The first generated a syndrome of external dependence,
which the country’s rulers found hard to escape, but was deeply resented by the
people and eroded the nation’s self-esteem. The constant search for external
means to solve internal problems also meant that the primacy of domestic issues
was never fully established. Nor did a culture of self-help take root among the
governing elites, much less one that looked ‘within’ to craft indigenous
solutions.
This is illustrated by the kind of economic management
practiced by successive governments for much of the country’s history.

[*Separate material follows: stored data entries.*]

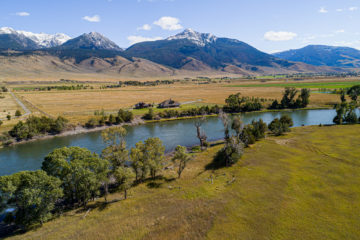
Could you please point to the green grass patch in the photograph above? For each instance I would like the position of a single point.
(329, 85)
(304, 185)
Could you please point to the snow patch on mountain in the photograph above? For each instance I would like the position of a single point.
(200, 39)
(42, 39)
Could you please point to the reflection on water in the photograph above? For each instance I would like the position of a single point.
(29, 156)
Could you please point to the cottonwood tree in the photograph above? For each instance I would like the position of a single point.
(125, 177)
(115, 152)
(80, 171)
(154, 154)
(280, 126)
(33, 196)
(181, 157)
(147, 157)
(137, 161)
(233, 147)
(354, 92)
(201, 135)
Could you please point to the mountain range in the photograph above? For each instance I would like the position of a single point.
(321, 55)
(187, 53)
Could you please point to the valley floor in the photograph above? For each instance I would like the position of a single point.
(304, 185)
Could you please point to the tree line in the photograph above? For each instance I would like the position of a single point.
(72, 176)
(345, 111)
(35, 126)
(289, 101)
(49, 88)
(101, 119)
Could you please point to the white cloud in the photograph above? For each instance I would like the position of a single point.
(353, 8)
(22, 14)
(340, 31)
(279, 36)
(169, 23)
(145, 27)
(95, 18)
(323, 10)
(137, 39)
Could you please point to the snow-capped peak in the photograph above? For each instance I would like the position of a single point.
(99, 41)
(42, 39)
(200, 39)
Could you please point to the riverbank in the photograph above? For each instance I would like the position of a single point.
(139, 121)
(281, 188)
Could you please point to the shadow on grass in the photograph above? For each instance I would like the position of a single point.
(150, 181)
(154, 185)
(217, 162)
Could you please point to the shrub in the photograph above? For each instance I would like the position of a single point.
(280, 126)
(91, 123)
(150, 115)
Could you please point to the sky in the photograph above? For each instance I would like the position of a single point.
(268, 25)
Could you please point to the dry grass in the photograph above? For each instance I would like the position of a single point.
(79, 105)
(305, 186)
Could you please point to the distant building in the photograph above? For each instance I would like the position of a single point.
(169, 104)
(142, 105)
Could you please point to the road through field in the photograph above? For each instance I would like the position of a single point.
(22, 105)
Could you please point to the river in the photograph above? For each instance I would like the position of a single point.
(29, 156)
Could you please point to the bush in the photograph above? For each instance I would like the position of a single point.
(230, 154)
(125, 116)
(253, 132)
(91, 123)
(280, 126)
(150, 115)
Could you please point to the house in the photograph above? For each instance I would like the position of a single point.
(169, 104)
(142, 105)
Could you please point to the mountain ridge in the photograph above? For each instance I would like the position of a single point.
(324, 55)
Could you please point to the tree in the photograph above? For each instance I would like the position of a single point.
(237, 125)
(304, 98)
(280, 126)
(354, 92)
(80, 171)
(230, 153)
(17, 113)
(150, 115)
(33, 194)
(115, 152)
(137, 161)
(201, 135)
(125, 178)
(182, 157)
(91, 123)
(154, 154)
(288, 98)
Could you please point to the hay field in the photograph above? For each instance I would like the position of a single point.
(78, 105)
(304, 185)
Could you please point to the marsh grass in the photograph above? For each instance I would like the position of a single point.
(304, 185)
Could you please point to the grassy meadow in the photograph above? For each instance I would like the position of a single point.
(304, 185)
(79, 105)
(328, 85)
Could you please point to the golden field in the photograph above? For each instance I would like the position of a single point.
(304, 185)
(79, 105)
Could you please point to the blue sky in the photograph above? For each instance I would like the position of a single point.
(269, 25)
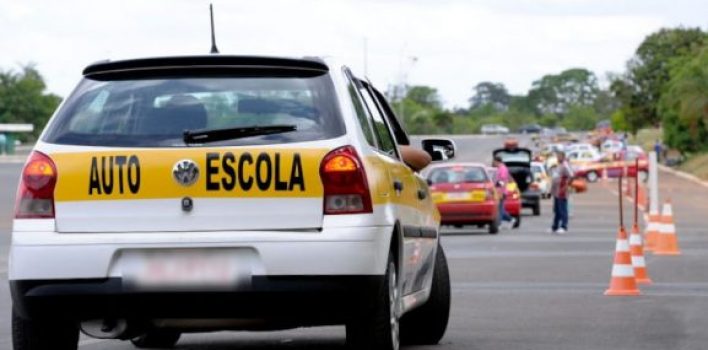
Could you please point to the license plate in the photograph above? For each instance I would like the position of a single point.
(457, 196)
(478, 196)
(185, 269)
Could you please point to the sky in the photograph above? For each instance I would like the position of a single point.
(447, 44)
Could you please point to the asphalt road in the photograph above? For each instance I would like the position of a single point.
(521, 289)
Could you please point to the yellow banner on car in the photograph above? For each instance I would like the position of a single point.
(202, 172)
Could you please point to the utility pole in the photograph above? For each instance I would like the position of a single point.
(366, 56)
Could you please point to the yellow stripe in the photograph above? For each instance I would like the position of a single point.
(76, 174)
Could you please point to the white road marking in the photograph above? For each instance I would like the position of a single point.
(91, 341)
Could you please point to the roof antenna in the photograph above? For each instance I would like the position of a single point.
(213, 38)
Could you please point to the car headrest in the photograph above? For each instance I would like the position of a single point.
(258, 106)
(180, 113)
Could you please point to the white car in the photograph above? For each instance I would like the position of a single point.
(205, 193)
(494, 129)
(611, 146)
(583, 156)
(580, 147)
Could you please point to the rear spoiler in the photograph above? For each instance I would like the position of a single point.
(213, 63)
(515, 150)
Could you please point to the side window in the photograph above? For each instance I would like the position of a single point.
(387, 144)
(361, 114)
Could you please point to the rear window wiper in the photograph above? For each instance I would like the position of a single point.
(215, 135)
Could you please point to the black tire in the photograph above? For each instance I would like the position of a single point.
(374, 328)
(44, 334)
(494, 227)
(158, 338)
(426, 325)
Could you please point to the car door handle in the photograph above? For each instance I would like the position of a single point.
(398, 185)
(422, 194)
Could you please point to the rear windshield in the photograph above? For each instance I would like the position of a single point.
(514, 156)
(156, 112)
(457, 175)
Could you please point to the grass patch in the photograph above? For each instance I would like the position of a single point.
(646, 138)
(696, 165)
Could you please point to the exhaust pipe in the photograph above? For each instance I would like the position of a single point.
(108, 329)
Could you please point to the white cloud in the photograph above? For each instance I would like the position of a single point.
(458, 43)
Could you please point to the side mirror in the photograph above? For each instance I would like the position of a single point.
(439, 149)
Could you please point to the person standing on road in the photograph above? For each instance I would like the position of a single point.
(502, 180)
(560, 192)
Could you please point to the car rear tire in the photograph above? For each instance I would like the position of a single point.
(158, 338)
(377, 326)
(537, 209)
(494, 227)
(43, 334)
(426, 325)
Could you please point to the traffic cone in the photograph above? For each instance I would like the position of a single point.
(628, 189)
(651, 233)
(622, 281)
(666, 243)
(638, 261)
(641, 198)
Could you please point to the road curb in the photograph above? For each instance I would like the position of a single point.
(683, 175)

This
viewed external financing made available because of the country’s foreign
alignments as a substitute to mobilise domestic resources or undertake
much-needed reform. This approach was not just unsustainable but compounded
Pakistan structural problems, which in turn retarded the country’s economic
progress. What was supposed to address the sources of internal weakness ended
up doing the very opposite.
The second theme requires less elaboration: the pursuit
of foreign policy goals while failing to anticipate their domestic cost or
consequences. The most obvious example is of course the country’s prolonged
entanglement in the Afghan war in the 1980s and beyond. The deadly blow back and
destabilising consequences were not only poorly anticipated but also ineptly
managed by ruling elites blindsided by short-term goals and self-preservation.
Therefore, the book that should be written is one that
objectively evaluates how the confluence of internal and external policies has
contributed to Pakistan’s present challenges.Abdul Sattar, Pakistan’s Foreign
Policy 1947-2012: A concise history, Third Edition, Karachi, Oxford University
Press, 2013.
The writer is special adviser to the Jang Group/Geo and
a former envoy to the US and the UK.